Yes, the carbide dies cost more, but it is a one-time expense. After that initial cost, the elimination of the need to lube casings outweighs the disadvantages in my eyes. YMMV
Yes, carbide dies are prone to size too much and may work the brass a bit more than needed. I'm fully aware of that disadvantage. However, For Me, I can live with it when dealing with handgun ammunition.
Rifle dies, that's a whole different ball of wax.

Some of my dies are seldom used and some get more work, so there are personal factors at play.
 

Charles Graff

Moderator Emeritus
I too am a cheapskate, but I'm also lazy.
So, I balance the benefits of carbide sizing dies against the drawbacks of carbide sizing dies.

Yes, the carbide dies cost more, but it is a one-time expense. After that initial cost, the elimination of the need to lube casings outweighs the disadvantages in my eyes. YMMV
Yes, carbide dies are prone to size too much and may work the brass a bit more than needed. I'm fully aware of that disadvantage. However, For Me, I can live with it when dealing with handgun ammunition.
Rifle dies, that's a whole different ball of wax.

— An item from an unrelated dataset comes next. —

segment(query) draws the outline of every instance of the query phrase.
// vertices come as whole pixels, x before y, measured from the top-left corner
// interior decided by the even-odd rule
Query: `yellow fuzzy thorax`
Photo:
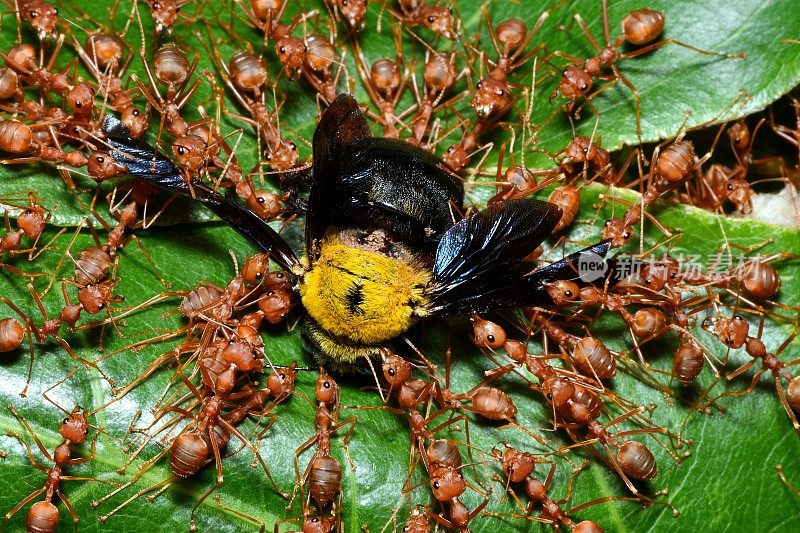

Some of my dies are seldom used and some get more work, so there are personal factors at play.
Years ago, when I started reloading, RCBS dies came in a lime green cardboard box on the end of which was written "Reloading Is Fun". I swallowed that hook, line and sinker and never considered reloading to be anything related to work. When it comes to real work, I am as lazy as the next sloth.